I fall, and scream a little, but I land softly – and I hear calls of my name, of 'are you alrights', of 'I'll fucking kill you for this' – and she isn't really sure which Pines that isn't herself said it but it was one of them, or maybe two or possibly all but someone did either way.
"How's about you say goodbye to your sister, eh, Pine Tree? It's not like you can stop me now, thanks to Shooting Star."
I see Dipper's cage break apart and Disappear. He runs up to me, and helps me stand.
Before he can say anything, before he can do anything, I near tackle him in a hug, trapping his arms at his sides and probably giving him a face-full of hair in the process, but never mind that right now.
I take a deep breath, and in a rush whispered words tumble out quick and without pause.
"Dipper – I, I want – if you live through this… when this is over, I – I want you to live a long and happy and awesome life, okay bro-bro?" My words are thick with tears, but I continue despite this. "- And – An' you can mourn me, alright Dip-Dop, but – but please don't – don't be sad for all your – your everydays after all this stuff, please.
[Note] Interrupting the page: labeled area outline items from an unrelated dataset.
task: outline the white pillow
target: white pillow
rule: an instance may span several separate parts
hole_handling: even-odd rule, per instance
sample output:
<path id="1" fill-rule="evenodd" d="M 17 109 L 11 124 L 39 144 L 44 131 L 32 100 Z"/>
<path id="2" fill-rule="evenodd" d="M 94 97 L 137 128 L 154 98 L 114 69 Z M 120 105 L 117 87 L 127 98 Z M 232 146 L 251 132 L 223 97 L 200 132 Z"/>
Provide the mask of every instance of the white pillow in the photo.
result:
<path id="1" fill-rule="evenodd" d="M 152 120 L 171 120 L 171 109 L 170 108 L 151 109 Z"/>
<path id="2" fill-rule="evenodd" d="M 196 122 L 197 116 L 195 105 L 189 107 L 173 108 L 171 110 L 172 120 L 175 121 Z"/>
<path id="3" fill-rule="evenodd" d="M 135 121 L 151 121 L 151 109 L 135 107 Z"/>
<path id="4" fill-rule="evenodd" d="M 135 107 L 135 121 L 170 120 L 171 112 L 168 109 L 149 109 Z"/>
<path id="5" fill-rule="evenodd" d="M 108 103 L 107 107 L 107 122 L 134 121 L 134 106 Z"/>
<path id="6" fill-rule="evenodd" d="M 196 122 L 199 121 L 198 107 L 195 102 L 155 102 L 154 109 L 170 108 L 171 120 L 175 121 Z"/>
Just – be a world-famous adventurer, or – or whatever it is you want to be after all of this – and, and find a girl, okay? And – and be happy, because wherever I end up after this, I don't want you there 'till you're all wrinkled, way more so than our grunkles. Okay little brother? Please, Mason – Live, for me, okay?"
I would say more, but Bill speaks up. I push Dipper away, and the cage comes back, trapping him in place once again.
"How heartwarming. But aside from all that, which I'm sure you were dying to tell everyone-"
Bill paused, and grew, and spoke.
"So – Shooting Star. I can't help but notice that you missed out on the party… such a shame. Hey! How about–" And here, he turned red, his voice once again demonic, just as his title in the blood-stained book Dipper has – or had – on the page all about him says.
"So how about I do you a favor and let you experience three days of chaos… All. At. ONCE?"
I fall over again, and lie on my back, propped up by my arms and for once I think, for the first time –
That something, this thing – It's a hopeless situation.
Bill's eye turns to that same red shooting star, and he lifts his hand as if to click but there's shuffling from a cage and I snap my head –
No.
Grunkle Ford steps forward.
No.
"Wait!" He calls out, growls out more like – angry, and, in his own way, resigned to a fate she was gosh-darn protecting them all from, no –
No. Ford wouldn't…
No.
(Yes. It's very much happening. And it's all your fault.)
"I surrender." He says, and in the end the rest is a blur.
And it turns out Grunkle Stan is very good at the Twin Thing, despite years apart and differing hair styles and facial hair and voices that are pretty distinct from one-another, but it's still the most awesometastic thing ever, oh my gosh –
Because Bill's…
Gone. And Grunkle Stan's getting his mind back, his memories – of us, at least – are returning, and surprising quickly too.
The date is the same as it was when this all started, and yet, in a way…
I feel older, somehow. Changed, by what happened.
Guilty for causing it. Horrible for the fact that no-one seems to blame me, aside from myself.
Dipper's tried to talk to me, of course – and I know why.
But is it okay that I'm not ready for that, not quite yet?
(I think it is, in the end. And really, that's what matters.)